CHRISTMAS SHOPPING Premiered Westfield Riccarton Mall, December 2005 Toured to Palms Mall, Northlands Mall, Eastgate Mall Production Credits
The Free Theatre Christchurch production of Christmas Shopping set out to test, in the context of Christchurch, the political and theatrical strategies of New York performance artist Reverend Billy, a subject of Ryan Reynolds’ thesis on “political theatre in a post-political age”: "The targets in Christchurch are different to those in Manhattan. Accordingly, we had to relocate his tactics to target capital and capitalist logic here. Changing targets – in terms of target locations and target audiences – then dictated that we adapt his tactics the better to attack these targets. Our performance, in the end, bore clear similarities to Rev. Billy’s theatre, but also differed significantly: the performance was a hybrid.
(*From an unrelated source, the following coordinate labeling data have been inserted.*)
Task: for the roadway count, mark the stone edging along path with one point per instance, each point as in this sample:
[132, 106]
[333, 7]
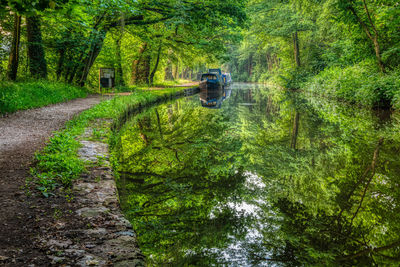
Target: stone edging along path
[82, 226]
[106, 237]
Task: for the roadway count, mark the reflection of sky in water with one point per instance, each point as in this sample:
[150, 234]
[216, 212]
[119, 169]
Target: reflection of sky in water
[236, 254]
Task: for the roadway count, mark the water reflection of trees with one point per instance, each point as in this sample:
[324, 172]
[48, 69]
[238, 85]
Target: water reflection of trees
[178, 174]
[335, 193]
[331, 176]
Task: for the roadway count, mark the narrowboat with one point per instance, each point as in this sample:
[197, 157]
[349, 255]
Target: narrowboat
[226, 77]
[211, 81]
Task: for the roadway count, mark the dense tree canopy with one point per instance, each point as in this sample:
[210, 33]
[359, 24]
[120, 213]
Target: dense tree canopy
[65, 38]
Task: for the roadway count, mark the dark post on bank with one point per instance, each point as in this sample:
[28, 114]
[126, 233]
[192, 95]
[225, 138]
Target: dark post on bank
[106, 78]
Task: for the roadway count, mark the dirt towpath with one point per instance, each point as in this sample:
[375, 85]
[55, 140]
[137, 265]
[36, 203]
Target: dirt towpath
[21, 134]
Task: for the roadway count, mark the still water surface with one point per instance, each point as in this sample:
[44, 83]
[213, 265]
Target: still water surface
[264, 178]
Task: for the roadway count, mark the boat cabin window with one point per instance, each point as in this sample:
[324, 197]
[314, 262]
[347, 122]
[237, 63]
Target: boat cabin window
[208, 77]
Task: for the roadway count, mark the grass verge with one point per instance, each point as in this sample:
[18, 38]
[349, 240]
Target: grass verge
[58, 163]
[25, 95]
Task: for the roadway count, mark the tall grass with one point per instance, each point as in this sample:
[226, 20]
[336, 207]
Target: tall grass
[58, 163]
[25, 95]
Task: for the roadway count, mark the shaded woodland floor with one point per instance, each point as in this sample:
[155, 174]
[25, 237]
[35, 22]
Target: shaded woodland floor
[22, 217]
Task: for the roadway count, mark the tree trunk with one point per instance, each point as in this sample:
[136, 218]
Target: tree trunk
[94, 51]
[295, 132]
[141, 66]
[381, 65]
[119, 71]
[296, 49]
[155, 66]
[169, 76]
[37, 60]
[60, 63]
[371, 32]
[14, 54]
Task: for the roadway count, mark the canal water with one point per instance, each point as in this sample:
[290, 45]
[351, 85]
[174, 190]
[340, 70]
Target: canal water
[262, 178]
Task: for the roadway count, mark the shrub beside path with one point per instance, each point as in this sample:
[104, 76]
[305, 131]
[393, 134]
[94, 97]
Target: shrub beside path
[21, 217]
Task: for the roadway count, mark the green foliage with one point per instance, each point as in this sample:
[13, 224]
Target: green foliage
[177, 164]
[26, 95]
[360, 83]
[58, 163]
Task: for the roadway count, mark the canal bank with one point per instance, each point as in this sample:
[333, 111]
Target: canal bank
[63, 227]
[268, 177]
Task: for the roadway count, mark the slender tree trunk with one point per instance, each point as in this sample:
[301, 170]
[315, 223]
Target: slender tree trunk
[37, 60]
[371, 31]
[176, 72]
[94, 51]
[295, 132]
[379, 60]
[169, 76]
[151, 79]
[60, 63]
[296, 49]
[141, 66]
[14, 55]
[119, 71]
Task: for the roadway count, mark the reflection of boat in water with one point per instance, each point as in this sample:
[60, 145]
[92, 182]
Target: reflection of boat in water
[213, 98]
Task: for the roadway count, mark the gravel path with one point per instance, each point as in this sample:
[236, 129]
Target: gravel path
[21, 134]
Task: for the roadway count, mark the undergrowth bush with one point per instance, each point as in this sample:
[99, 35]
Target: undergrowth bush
[58, 163]
[25, 95]
[361, 83]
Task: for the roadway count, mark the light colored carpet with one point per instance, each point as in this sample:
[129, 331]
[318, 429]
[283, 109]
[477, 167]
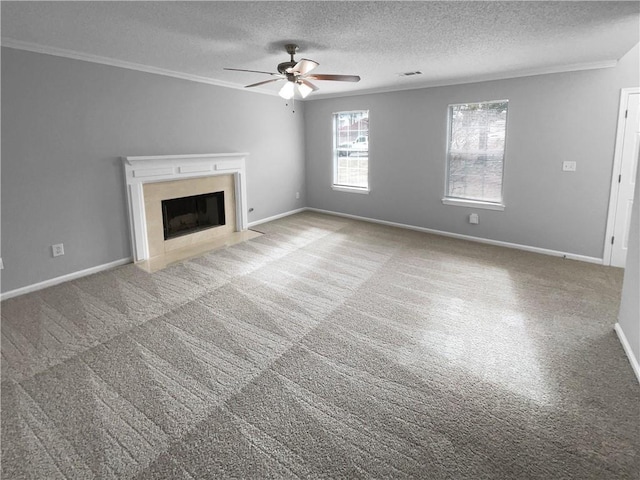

In the weeks before Christmas 2004, the Free Theatre members posed as a Christian school called Old Queen’s College – with a rector, a choirmaster, and a five-girl school choir – and gave “Christian” choir performances inside the major shopping malls of Christchurch. As with Rev. Billy’s work, a description of this performance makes it sound parodic and would warrant analysis in terms of Jameson’s theory of pastiche. But Christmas Shopping seemed to refuse parody or pastiche in a couple of ways. Where Rev. Billy was ostensibly parodic via a conflict between his right-wing form and his left-wing rhetoric, Old Queen’s College tried to take the content of Christianity seriously as well as use a Christian form. In other words, we tried to use “genuine” Christian morality as the basis for a radical political theatre. The aesthetic of this performance lifted it from the ironic parody it may appear to be into a potentially radical action that may have undermined the seeming inevitability of capitalism. This action was generally “misunderstood” by audiences. It is conceivable, however, that the apparent failure of this action was a sign of its success – that in an arguably post-political age, political actions will not be recognised as such."